Quotes are better as doodles, right?
Here’s how rapid prototyping works:
  1. As quickly as possible, move from an idea to a working model that approximates it.
  2. Try out the working model on a customer/user (or someone who can stand in for one).
  3. Improve your model based on the feedback and do the process all over again.
For example, you can prototype an interaction by acting out a conversation, you can prototype an information campaign by sketching it up, or you can prototype a physical solution by building it.

Easier said than done, right? At the Schoolyard Scrimmage, we worked in small, pre-determined groups and had a facilitated timeline that forced us to move from the brainstorming/ideation phase to the building phase to the testing phase. We tested and then iterated on two ideas -- so four cycles of rapid prototyping and user feedback. It was fast. And it was difficult. And it was fun.

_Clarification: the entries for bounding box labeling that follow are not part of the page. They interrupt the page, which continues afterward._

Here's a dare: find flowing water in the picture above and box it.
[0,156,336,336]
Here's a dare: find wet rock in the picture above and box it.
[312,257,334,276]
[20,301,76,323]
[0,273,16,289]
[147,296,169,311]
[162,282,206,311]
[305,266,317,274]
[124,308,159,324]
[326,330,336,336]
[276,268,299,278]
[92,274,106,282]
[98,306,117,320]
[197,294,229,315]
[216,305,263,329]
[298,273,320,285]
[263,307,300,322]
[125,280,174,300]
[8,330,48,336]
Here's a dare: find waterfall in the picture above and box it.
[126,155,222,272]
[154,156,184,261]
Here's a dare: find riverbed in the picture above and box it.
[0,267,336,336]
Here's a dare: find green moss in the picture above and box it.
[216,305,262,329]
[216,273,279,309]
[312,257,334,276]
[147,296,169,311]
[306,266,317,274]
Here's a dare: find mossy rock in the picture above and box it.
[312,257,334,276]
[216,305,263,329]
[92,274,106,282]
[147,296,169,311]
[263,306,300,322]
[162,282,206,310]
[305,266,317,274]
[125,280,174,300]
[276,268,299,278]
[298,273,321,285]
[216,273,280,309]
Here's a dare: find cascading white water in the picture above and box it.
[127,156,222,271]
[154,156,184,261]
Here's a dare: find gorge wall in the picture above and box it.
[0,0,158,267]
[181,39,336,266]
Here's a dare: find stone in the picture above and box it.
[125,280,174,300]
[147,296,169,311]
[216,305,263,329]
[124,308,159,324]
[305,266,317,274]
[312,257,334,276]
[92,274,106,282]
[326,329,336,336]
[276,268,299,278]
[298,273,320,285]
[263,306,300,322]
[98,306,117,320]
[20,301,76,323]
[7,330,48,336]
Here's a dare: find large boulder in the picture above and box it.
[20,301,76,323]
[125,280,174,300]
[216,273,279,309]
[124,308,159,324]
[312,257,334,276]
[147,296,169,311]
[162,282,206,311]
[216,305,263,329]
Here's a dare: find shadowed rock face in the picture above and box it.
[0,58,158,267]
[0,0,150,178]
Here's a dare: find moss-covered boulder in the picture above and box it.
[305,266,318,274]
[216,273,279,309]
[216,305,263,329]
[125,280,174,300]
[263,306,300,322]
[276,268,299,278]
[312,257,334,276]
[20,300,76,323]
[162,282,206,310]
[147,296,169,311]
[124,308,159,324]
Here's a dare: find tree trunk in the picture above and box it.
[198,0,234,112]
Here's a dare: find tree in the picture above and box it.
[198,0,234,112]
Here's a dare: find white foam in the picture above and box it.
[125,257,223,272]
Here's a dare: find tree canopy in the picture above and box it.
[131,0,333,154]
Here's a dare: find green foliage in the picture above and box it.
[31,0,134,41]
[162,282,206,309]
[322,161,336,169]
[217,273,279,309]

In my group, working on how an elementary school might offer health and fitness programs in non-traditional spaces, brainstorming came easily. But rapid prototyping is not the same as rapid brainstorming. Finding the right focus that would allow us to prototype, learn, and iterate was the hardest part.

Nonetheless, the event was a success. And we all took home a new challenge: Bring rapid prototyping into our daily work. After few days back at my desk, I’ve found that this process makes sense conceptually, but has been hard to incorporate into my workflow. It’s more of a mental and cultural shift than anything else. But I have become more sensitive to times when we’re steeped in discussion rather than active experimentation, and I’ve been seeking out, and acting on, feedback as much as possible.

Whether it’s hopping along dinosaur tracks, doodling, or simply asking questions and soliciting feedback earlier and more frequently, I hope a rapid prototyping mindset will add a little color and insight to my day.

Best part: Learning - and trying - a new mode of thinking in a group setting.

Hardest part: Moving from ideation into prototyping and testing. For me, the ideation stage is the fun part. But it’s clear the prototyping and testing part is essential for ideas to succeed.

Biggest takeaway: If you find yourself guessing, speculating about, or discussing a problem, that’s great. It’s what we do as humans and it’s part of the creative process. But push yourself to find a quick and dirty way to test your guess. It’ll make your guesses go farther (and it’s also fun).